Il y a quelques semaines, au bureau, moment d’horreur, pire que les pires scènes de Shining, Le silence des agneaux et Scream réunis : ma collègue sans surnom se met à fredonner les Schtroumpfs.  Pas les paroles, non, mais je reconnais l’air de « la la la schtroumpf la la, viens schtroumpfer en cœur, la la la schtroumpf la la, ça te portera bonheur (ne te laisse pas abattre c’est pas compliqué, pour être heureux comme quatre il suffit de schtroumpfer) ».

Horreur et putréfaction.

Je vais vous le dire tout de go : je n’en peux schtroumpfement plus.

Ça a commencé y’a trois ans, tout en douceur, avec l’album Panini proposé par Delhaize.  Que du bonheur.  Avec Mostek, on délirait grave sur nos petits Schtroumpfs, collés à la sueur de nos fronts dans nos jolis albums.  Même que le mien est complet grâce à vous, chers lecteurs, qui m’avez envoyé si gentiment vos doubles, dont j’ai ensuite fait profiter mes petits voisins, mes neveux, mes nièces, le labrador du coin de la rue et le facteur.  Le bonheur je vous dis.
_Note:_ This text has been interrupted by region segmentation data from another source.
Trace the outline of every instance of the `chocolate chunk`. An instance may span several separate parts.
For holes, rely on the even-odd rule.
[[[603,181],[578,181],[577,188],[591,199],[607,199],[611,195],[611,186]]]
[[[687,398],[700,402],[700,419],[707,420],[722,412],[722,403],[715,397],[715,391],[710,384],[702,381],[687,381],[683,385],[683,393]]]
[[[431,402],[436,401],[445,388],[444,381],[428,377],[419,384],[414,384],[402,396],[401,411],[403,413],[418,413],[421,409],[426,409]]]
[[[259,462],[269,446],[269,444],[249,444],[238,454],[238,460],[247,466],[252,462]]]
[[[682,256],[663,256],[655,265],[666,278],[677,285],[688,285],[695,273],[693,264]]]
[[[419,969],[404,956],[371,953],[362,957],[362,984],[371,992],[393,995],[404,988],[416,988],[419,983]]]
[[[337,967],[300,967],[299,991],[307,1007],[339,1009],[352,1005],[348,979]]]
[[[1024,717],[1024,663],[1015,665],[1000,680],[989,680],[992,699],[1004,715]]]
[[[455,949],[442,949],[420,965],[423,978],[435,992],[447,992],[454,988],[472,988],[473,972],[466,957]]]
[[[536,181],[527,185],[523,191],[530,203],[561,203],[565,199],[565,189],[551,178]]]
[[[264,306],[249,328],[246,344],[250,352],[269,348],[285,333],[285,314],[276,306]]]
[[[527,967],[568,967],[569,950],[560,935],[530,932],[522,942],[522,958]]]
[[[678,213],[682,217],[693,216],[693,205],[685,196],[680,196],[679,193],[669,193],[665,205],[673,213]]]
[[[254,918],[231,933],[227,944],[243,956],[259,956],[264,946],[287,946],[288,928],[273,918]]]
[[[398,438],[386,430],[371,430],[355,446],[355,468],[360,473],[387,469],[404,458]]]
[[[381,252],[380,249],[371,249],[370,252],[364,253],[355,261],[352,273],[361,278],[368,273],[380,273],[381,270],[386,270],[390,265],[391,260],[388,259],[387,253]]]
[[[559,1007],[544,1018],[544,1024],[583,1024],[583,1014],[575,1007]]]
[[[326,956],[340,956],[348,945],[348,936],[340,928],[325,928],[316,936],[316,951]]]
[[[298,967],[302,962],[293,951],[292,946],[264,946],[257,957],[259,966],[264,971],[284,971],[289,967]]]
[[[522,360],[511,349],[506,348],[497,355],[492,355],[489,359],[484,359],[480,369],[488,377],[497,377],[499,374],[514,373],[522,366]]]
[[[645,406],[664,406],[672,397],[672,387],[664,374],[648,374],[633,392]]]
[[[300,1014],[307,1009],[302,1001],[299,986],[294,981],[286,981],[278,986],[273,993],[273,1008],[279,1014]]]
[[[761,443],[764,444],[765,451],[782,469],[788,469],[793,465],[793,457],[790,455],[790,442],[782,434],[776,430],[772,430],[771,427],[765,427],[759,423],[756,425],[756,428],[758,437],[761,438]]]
Puis, après une longue période d’accalmie, avec l’arrivée de ces étranges Schtroumpfs new-yorkais aussi bleus qu’un lagon, ce fut la folie furieuse.

Pas moyen de regarder où que ce soit sans voir le coloris typique de ces petits êtres bleus qui sont toujours heureux (nous sommes les petits Schtroumpfs, vous avez dit les Schtroumpfs ?)

Dans mon supermarché à l’emblème du lion, outre les petits Schtroumpfs que l’on a reçu en achetant ceci ou cela (vous le savez, j’ai résisté tant bien que mal pour finalement craquer et vouloir moi aussi ma collection de Schtroumpfs), on peut maintenant offrir à ses marmots de la mayonnaise Schtroumpf, du ketchup Schtroumpf et toutes sortes de trucs Schtroumfs qui n’ont de Schtroumpf que le nom, car rien de bleu à l’horizon.

Une newsletter de recettes (je jure devant dieu et devant mon intégrale de Sex & the City que je ne me suis pas abonnée à cette newsletter), me propose le tiramisu Schtroumpf, à base de Curaçao.

Je ne sais plus quel fabriquant de chocolats de luxe a proposé ses boîtes Schtroumfs (Neuhaus, je crois bien).

Même au bureau, les fournisseurs m’ont proposé de recevoir une valisette schtroumpfement gourmande remplie de biscuits Schtroumpfs.

Je vous le dis, ce fut l’invasion claire et brutale.  Pire que les extra-terrestres, ces petits Schtroumpfs.

Mais petits Schtroumpfs attention (la la la la) rentrez dans vos maisons (la la la la), car si vous continuez à me harcelez de la sorte, je vous envoie Gargamel, na.

Et puis, depuis quelques jours, nouvel enfer avec l’invasion de Tintin et Milou (comme le chantait Chantal Goya.

Moi, j’avais oublié qu’après les Schtroumpfs, les States nous préparaient une nouvelle blague belge avec cette adaptation.  Mais, avec le tintouin (et non le tintin) qu’on fait autour, ça m’est revenu à l’esprit.

Déjà, les abribus sont placardés d’affiches.

Puis les newsletters de la presse m’ont bassinée avec l’avant-première mondiale à Bruxelles ma bonne Dame, excusez du peu.

Sans oublier le scandale de ce pauvre restaurateur contraint d’enlever toute sa déco Tintin par les ponts de Moulinsart.  Si ce n’était pas pathétique, ce serait drôle, d’autant qu’il paraît qu’un tenancier de friterie, appelée « Chez Tintin », because c’est son surnom, a dû lui aussi changer de nom (info ou intox ?).

Et dans les supermarchés, ça commence, j’ai déjà repéré les boîtes de biscuits Tintin en tête de gondole.

Vont bien sûr suivre un tas de trucs que je n’ose imaginer : croquettes pour chien, figurines, déco, collections et j’en passe.

J’adore les Schtroumpfs, mais j’ai pas vu le film.

J’ai jamais aimé Tintin, alors j’irai pas voir le film.

Vous me raconterez ?

PS : ce billet fut un enfer, zavez déjà écrit Schtroumpf plein de fois vous, l’enfer je vous dis.